The trooper then moved to the driver’s side of the car and attempted to get the driver out. The driver’s door was locked, so the trooper reached in through the open rear window to try to open the driver’s door. The Toyota then moved backwards a short distance while the trooper was reaching inside the rear driver’s side window. The woman then drove forward, bumping the trooper away from the moving car. The trooper then fired three shots at the driver’s side rear tire of the Toyota. The tow truck driver, standing a few feet behind the Toyota during the entire encounter, witnessed the shots being fired.
The female driver then drove the Toyota north on the shoulder. The trooper ran back to his SUV to pursue the Toyota. The trooper and Toyota drove a short distance north on the left shoulder of the parkway. The female driver then stopped her car and the trooper managed to get her out of the Toyota through the passenger door and place her under arrest. After she was handcuffed, she repeatedly said that she was lost, did not understand what was happening, and just needed directions.
The trooper radioed for back-up. Responding troopers took custody of the female driver and oversaw the towing of the Toyota to the State Police Galloway Station. Crime scene investigators processed the scene of the shooting. They found three spent 9mm shell casings in the center median of the parkway. The recovered shell casings were forensically matched to the trooper’s duty weapon. There were no tire impressions or marks on the ground due to the dry conditions. A search warrant was obtained for the Toyota. The driver’s side rear tire was removed for testing of two suspected bullet strikes. Both strikes tested positive for lead. Bullet fragments were also found inside the tire.

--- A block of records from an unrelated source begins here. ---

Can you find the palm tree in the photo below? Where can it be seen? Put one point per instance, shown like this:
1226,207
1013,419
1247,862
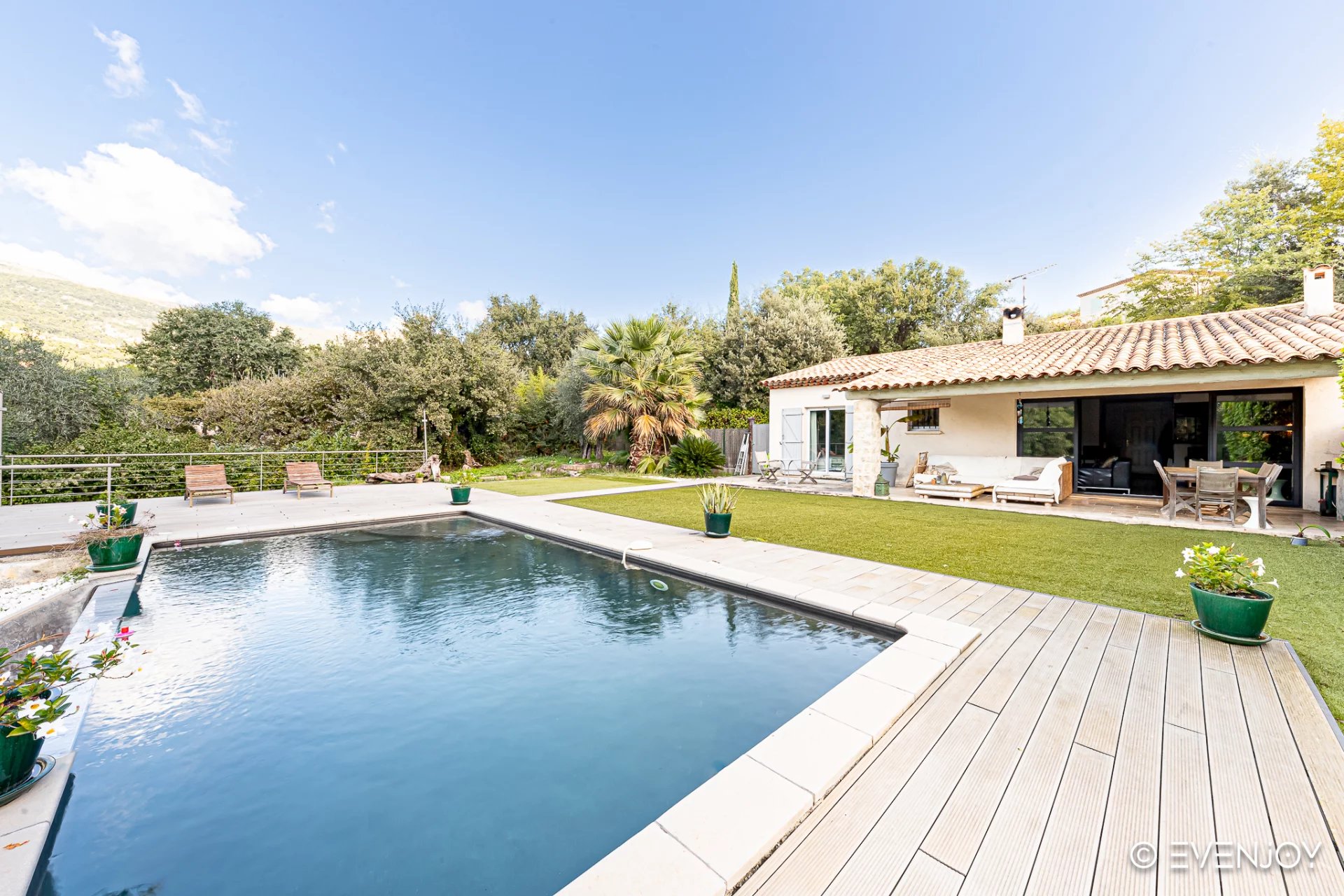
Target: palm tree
647,382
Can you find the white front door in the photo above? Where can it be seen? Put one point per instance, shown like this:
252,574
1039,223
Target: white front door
827,438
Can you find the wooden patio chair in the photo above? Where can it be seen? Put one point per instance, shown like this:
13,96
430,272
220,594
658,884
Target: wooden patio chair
1218,489
1179,498
305,475
206,480
769,469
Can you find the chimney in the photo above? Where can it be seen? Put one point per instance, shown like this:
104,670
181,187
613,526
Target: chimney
1015,324
1319,290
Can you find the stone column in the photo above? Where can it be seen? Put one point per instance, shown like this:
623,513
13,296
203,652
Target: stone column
867,447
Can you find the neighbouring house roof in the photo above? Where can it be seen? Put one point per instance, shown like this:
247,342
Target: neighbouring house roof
1250,336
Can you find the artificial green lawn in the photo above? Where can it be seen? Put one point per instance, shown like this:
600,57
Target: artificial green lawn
558,485
1126,566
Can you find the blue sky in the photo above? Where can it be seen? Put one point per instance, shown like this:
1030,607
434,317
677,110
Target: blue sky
326,160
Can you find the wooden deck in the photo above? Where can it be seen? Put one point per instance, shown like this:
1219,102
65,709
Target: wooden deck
1068,735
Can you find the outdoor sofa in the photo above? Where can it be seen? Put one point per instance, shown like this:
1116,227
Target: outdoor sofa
1007,479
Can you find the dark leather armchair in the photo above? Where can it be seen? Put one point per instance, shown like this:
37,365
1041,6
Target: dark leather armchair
1113,477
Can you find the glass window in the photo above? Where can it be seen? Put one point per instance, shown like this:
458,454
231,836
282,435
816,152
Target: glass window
924,418
1046,428
1047,444
1257,428
825,440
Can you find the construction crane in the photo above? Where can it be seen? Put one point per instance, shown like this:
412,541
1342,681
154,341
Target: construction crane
1023,279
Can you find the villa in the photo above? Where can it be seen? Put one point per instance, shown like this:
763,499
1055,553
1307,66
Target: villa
1245,387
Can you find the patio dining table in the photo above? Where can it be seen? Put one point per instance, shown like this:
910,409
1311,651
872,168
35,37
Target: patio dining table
1246,480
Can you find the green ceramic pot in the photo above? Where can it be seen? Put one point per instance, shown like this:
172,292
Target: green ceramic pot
18,757
115,554
717,524
1231,615
128,510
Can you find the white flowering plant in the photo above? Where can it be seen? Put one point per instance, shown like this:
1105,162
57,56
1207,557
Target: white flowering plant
34,688
1217,568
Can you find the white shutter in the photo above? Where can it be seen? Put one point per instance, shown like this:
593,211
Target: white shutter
848,442
790,437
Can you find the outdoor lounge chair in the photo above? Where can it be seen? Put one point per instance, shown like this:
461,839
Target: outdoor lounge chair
206,480
769,469
1217,489
1177,498
305,475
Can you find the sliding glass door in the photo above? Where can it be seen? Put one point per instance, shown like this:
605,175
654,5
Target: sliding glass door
827,438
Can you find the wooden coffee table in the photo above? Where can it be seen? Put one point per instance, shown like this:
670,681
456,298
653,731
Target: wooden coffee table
960,491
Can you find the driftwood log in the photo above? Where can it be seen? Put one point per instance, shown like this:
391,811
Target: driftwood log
429,469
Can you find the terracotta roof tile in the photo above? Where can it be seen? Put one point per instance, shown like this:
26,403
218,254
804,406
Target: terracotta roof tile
1250,336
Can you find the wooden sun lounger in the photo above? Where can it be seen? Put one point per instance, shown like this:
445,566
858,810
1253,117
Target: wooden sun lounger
305,475
206,480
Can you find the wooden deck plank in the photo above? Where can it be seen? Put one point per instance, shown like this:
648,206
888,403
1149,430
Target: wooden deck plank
1136,778
892,841
1240,811
1007,853
926,876
813,860
1184,700
1294,811
1313,732
1215,654
1068,853
1128,628
999,684
960,828
962,601
1187,811
990,622
1100,726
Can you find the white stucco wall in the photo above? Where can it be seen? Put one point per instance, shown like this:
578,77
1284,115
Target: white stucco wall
987,424
1323,430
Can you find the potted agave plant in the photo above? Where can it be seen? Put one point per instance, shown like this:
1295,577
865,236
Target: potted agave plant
112,543
1228,593
461,485
718,501
35,697
128,507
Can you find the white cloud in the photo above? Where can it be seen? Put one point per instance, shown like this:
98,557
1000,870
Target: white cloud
191,106
125,77
300,309
144,211
218,146
51,264
147,128
327,219
472,311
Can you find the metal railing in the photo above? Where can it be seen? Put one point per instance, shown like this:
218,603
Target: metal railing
42,479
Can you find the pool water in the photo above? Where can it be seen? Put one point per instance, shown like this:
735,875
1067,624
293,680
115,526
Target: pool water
425,708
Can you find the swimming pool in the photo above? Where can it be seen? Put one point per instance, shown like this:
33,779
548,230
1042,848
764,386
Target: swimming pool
438,707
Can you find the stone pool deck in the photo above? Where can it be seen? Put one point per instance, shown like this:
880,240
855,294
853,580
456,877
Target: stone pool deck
1031,762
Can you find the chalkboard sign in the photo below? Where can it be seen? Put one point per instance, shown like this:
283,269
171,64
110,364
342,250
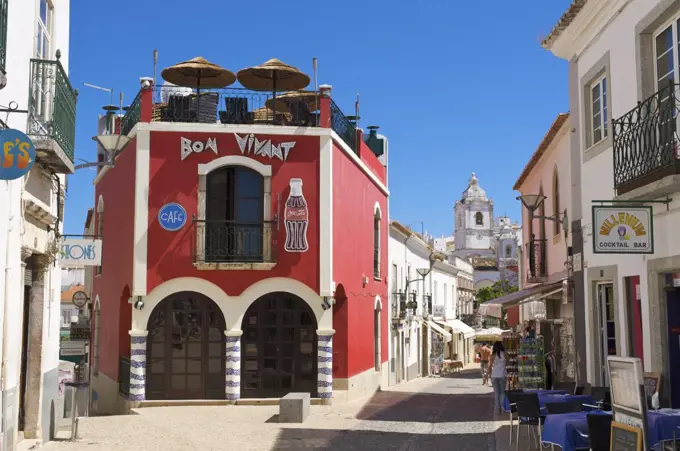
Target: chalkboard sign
625,438
651,383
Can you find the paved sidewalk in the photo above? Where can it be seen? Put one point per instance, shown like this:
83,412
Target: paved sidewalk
452,413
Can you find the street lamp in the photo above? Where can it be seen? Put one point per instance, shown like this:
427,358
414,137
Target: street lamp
532,201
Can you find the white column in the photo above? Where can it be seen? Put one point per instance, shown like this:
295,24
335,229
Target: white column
232,383
325,364
138,365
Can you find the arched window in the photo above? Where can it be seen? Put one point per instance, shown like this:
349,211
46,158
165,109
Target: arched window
376,241
100,230
95,338
377,359
234,226
556,202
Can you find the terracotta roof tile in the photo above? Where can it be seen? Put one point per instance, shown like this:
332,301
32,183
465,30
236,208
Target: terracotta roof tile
564,22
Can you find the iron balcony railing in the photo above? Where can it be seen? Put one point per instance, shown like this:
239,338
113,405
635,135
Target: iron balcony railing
52,104
3,34
343,127
219,241
537,252
645,141
124,377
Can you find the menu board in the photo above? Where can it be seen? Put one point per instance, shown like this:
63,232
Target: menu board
625,438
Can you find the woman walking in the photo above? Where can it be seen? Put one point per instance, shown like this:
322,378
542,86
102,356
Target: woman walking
498,375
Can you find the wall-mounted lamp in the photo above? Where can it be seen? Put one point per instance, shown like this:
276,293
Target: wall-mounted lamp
139,304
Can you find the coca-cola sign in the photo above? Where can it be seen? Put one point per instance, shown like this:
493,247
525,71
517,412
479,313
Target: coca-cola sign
296,218
249,144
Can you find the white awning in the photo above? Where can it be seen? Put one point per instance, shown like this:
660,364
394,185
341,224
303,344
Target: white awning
447,336
460,327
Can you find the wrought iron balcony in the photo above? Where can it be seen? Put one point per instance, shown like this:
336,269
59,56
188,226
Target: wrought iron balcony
398,306
230,242
52,114
646,141
537,267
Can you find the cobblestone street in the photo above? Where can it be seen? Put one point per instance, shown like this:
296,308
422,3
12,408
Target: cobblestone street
424,414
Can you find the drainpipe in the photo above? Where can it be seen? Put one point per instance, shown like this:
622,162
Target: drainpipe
5,341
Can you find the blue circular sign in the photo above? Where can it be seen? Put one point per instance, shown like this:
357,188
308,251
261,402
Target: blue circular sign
172,217
17,154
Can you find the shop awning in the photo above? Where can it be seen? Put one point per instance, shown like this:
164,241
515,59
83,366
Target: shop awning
459,327
447,336
535,293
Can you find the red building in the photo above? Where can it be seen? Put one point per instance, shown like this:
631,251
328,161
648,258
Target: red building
240,260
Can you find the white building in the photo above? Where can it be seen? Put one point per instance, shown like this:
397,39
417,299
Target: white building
492,243
623,73
31,210
421,308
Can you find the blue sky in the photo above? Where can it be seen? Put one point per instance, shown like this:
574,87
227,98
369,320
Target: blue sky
456,86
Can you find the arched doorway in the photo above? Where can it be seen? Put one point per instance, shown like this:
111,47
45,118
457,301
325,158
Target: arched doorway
186,349
278,348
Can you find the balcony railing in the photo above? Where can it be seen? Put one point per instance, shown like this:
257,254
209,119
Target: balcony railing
646,142
52,105
537,268
219,241
3,34
343,127
124,377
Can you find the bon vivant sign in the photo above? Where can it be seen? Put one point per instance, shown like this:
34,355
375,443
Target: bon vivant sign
623,230
80,252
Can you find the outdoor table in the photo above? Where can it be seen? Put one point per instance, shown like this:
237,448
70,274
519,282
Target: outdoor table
544,398
567,430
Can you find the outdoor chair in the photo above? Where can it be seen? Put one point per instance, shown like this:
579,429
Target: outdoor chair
236,111
599,431
512,401
563,407
569,387
529,413
206,109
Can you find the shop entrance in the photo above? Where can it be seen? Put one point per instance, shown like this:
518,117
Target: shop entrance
607,323
279,347
186,349
673,304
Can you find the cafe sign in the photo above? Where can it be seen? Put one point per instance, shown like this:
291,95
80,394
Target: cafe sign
623,230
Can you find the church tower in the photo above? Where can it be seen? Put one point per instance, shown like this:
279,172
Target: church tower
474,222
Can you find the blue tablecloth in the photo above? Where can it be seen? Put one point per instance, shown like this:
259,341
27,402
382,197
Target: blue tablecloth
563,429
544,398
662,424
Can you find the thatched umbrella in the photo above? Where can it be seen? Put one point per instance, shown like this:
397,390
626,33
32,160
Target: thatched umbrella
274,76
198,73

Once back at the station, the female driver continued to state that she did not understand what was happening and that she was only lost and was trying to find her way home. She also had trouble answering simple biographical questions. The Shooting Response Team did not attempt to interview her then because of her apparent confusion. Believing she might be intoxicated, investigators administered an alcohol breath test. The results from the Alcotest machine were 0.00%. Blood testing later conducted under a search warrant confirmed this result. The female driver was hospitalized following the incident and was interviewed several days later after being released. She maintained that she was stopped on the parkway because she was lost and trying to use her phone for directions. She stated that she did not realize the trooper was a law enforcement officer at first and did not see any emergency lights until she was already stopped in the center median. She admitted that she drove away from the trooper and heard gunshots after he first tried to pull her from the car.
This matter was reviewed by Director Honig of the Division of Criminal Justice and all portions of the Attorney General’s Directive on Police-Use-of-Force Investigations were complied with.